Beatriz Vicente de Vera sabe que los cursos sobre Difusión del patrimonio musical y etnológico aragonés" llevaban muchos años en marcha. "Desde 1984, en que una profesora, María Ángeles Cosculluela, los inició. Fue una iniciativa pionera en España, que después sí empezaron a hacer en otras comunidades".

La oferta, dirigida en principio a profesores interesados en enseñar a sus alumnos toda la riqueza musical aragonesa, estaba abierta tanto a educadores diversos como a cualquiera que quisiera aprender tradiciones y recuperar equipaje cultural. El Gobierno aragonés, a través del Departamento de Educación y Cultura, era el promotor de los cursos, que se han impartido de forma gratuita durante más de dos décadas.

"Desde el año pasado ya no se hacen. Yo había hecho ya varios cursos, así que empecé el ciclo de tres años, en el que cada año se trata una disciplina distinta. Acabé los dos primeros y ahora me encuentro con que no puedo hacer el tercero, porque los han eliminado", explica la joven.

Recuperación

Beatriz no quiere criticar la decisión de la Administración, porque no sabe qué motivos habrá detrás de ella. Pero sí le gustaría que esos cursos "volvieran a impartirse". Y su deseo no es personal e intransferible. "No se trata de que yo tenga un ciclo sin terminar. Está claro que me gustaría poder acabarlo y seguir aprendiendo. Es que pienso que es importante que exista esa oferta y que no sea necesario pagar por ella o buscar alguna asociación privada que la tenga. Se trata de una forma de recuperar y transmitir nuestras tradiciones y nuestra cultura", explica.

Y hace una comparación sencilla: "A veces nos atraen mucho aspectos y cuestiones de otras culturas. Y hacemos un gasto y un esfuerzo notables por viajar y conocerlos. Sin embargo, no nos preocupamos de lo nuestro, con lo enriquecedor que resulta".

Beatriz Vicente de Vera pudo hacer varios cursos antes de que desaparecieran: de danzas del Sobrarbe, de títeres y de construcción de instrumentos musicales, además de dos de los tres del ciclo llamado Chis chas, Cascabillo y Bigulín.
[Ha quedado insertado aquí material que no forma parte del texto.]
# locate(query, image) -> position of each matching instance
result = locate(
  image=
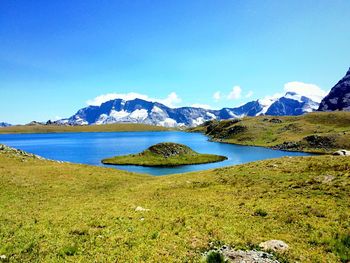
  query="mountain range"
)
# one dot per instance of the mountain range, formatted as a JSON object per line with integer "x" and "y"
{"x": 155, "y": 113}
{"x": 4, "y": 124}
{"x": 339, "y": 96}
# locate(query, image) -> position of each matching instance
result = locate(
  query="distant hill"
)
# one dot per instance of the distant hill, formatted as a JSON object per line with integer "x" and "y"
{"x": 5, "y": 124}
{"x": 339, "y": 96}
{"x": 154, "y": 113}
{"x": 323, "y": 132}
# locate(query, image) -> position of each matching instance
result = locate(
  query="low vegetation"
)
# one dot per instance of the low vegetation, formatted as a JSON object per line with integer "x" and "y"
{"x": 165, "y": 154}
{"x": 119, "y": 127}
{"x": 319, "y": 132}
{"x": 62, "y": 212}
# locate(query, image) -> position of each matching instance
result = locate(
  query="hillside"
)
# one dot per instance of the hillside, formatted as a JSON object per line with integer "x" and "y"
{"x": 165, "y": 154}
{"x": 54, "y": 212}
{"x": 118, "y": 127}
{"x": 320, "y": 132}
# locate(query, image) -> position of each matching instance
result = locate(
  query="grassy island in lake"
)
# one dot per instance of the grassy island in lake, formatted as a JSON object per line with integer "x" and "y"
{"x": 165, "y": 154}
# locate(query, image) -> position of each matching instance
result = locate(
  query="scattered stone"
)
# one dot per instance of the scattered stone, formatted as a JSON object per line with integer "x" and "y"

Y considera que resultan de gran interés para cualquiera, pero --especialmente-- para quienes trabajan con niños y pueden transmitir a los aragoneses más pequeños la riqueza patrimonial de su tierra. "Pienso que era un material fantástico para los críos, que aprendían de manera fácil y entretenida".

Y añade la joven que este tipo de proyectos encaja perfectamente con debates sobre la creación de un currículo escolar aragonés. "El patrimonio etnológico y musical aragonés es una forma de hacer hincapié en la cultura aragonesa", argumenta.

Hace un tiempo, en la primera época de los cursos, se impartían clases por diversos puntos del territorio aragonés. Pero después se centralizaron en Zaragoza. Pero ella no cree que dejaran de tener interés para la sociedad, porque siempre había "lista de espera" y porque quienes tomaban parte en el proyecto utilizaban su tiempo libre. "Se impartían los sábados por la mañana y comenzaban pronto", asegura. Según sus cálculos, cada año habría unas 450 personas implicadas en estos cursos, a razón de 30 alumnos por clases y 15 propuestas diferentes.

"Ojalá vuelvan a impartirse. Creo, de verdad, que son una buena apuesta", concluyó.